The French Cowboy remembers the results of an international survey, conducted not too long ago, that showed that US Americans (still) respect entrepreneurs, and do more so than the other nationalities that were in the survey. To some ears it sounds like a cliché and some probably even resent the notion, but the USA has always been a nation of people who believe in hard work and honest gains, in free capitalist markets and the pursuit of one’s own happiness. The Great Depression didn’t change that, Enron didn’t change that, Lehman Brothers didn’t change that, and Obama’s election didn’t change that either.

In fact, it seems that Obama’s anti-business policies have stirred the pro-business instincts in a wide range of Americans who usually are busy with things other than painting tea bags on pieces of cardboard and meeting with kindred spirits in public areas. For the surge of GOP candidates and pro-conservative sentiment pretty much across the entire nation, Obama has only himself to blame. It’s foolish to impose (and imposition it was) far-left policies on a centre-right electorate. Americans know that decisions made today have the power to make or break the future of the nation. Did Obama think that he can pave the “road to serfdom” and the country will just let him do it?

It’s interesting to look at the current election races from the pro- and anti-business perspective. Most prominently we have Senator Barbara “Ma’am” Boxer challenged by Carly Fiorina in California. Boxer is a super-lefty politician who is so unable to work with the other side of the aisle that she had to be replaced as the leader to prepare the way for a cap-and-trade bill. If you didn’t look too close, you’d think she’s Nancy Pelosi. But then you realise that the only difference between the two women is that one is in the Senate, the other is in the House.

Madame Fiorina on the other hand is a serious conservative candidate who’s worked her way up from secretary to CEO of Hewlett Packard. Her policies are pro-business and conservative even on social issues. Considering that she’s running in California, you would hardly believe she has a chance. But there are three factors that make this race very competitive: 1) Fiorina oozes with competence. She’s a very effective candidate, you’d buy a used car from her. No, you’d buy two. 2) Boxer is getting on everybody’s nerves, with the only exception maybe full-time political activists who agree with her hard-line liberal policies. And 3) Even Californians aren’t happy with the policies of the last two years.

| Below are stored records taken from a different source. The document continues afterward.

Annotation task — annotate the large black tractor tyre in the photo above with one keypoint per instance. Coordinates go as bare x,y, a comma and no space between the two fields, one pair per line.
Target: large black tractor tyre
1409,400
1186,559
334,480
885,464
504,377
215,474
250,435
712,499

During a debate between Fiorina and Boxer, the latter’s favourite line of attack was to say that Fiorina had been outsourcing jobs from the US when she was the head of HP. So Boxer basically criticised her opponent for having been an effective CEO. How dare she, after all, maximise the profits of the company that hired her to maximise profits. The laudable thing to do would be to sabotage the company from within and work against all economic principles by paying more than necessary for goods and services. What Boxer effectively did was decrying all private business activities for being what they are. To reach the moral standard of Barbara “Ma’am” Boxer you have to spend more than you have, take money from one person and give it to another, be notoriously ineffective and corrupt, and be in a position to make rules that apply to everyone except yourself. In other words, you have to be part of the government.

The Fiorina-Boxer race is a race between pro- and anti-business policies.

The same is true about the race between Republican Linda McMahon and Democrat Richard Blumenthal who are contending over the Senate seat currently held by Christopher “Mortgage Crisis” Dodd (D-Ireland). During a recent debate, Madame McMahon asked her opponent: “Tell me something, how do you create a job?” Monsieur Blumenthal answered thus:

Like Ma’am Boxer, Blumenthal has a tendency to attack his opponent on ground of her business smarts. In attempt to counter McMahon’s pointing out that he had overseas investments in tax havens, Blumenthal answered, “Any investments I have pale in comparison to the example you have set.” The irony is that for a successful business woman as McMahon this retort is actually a compliment. Blumenthal, on the other hand, is a hypocrite for being in favour of high, progressive tax rates while stashing his own capital on the Cayman Islands.

Attacking candidates who have proven their mettle in the private business sector on grounds of their success is not a winning strategy this election cycle, nor do I think is it ever in a pro-entrepreneur nation like the USA.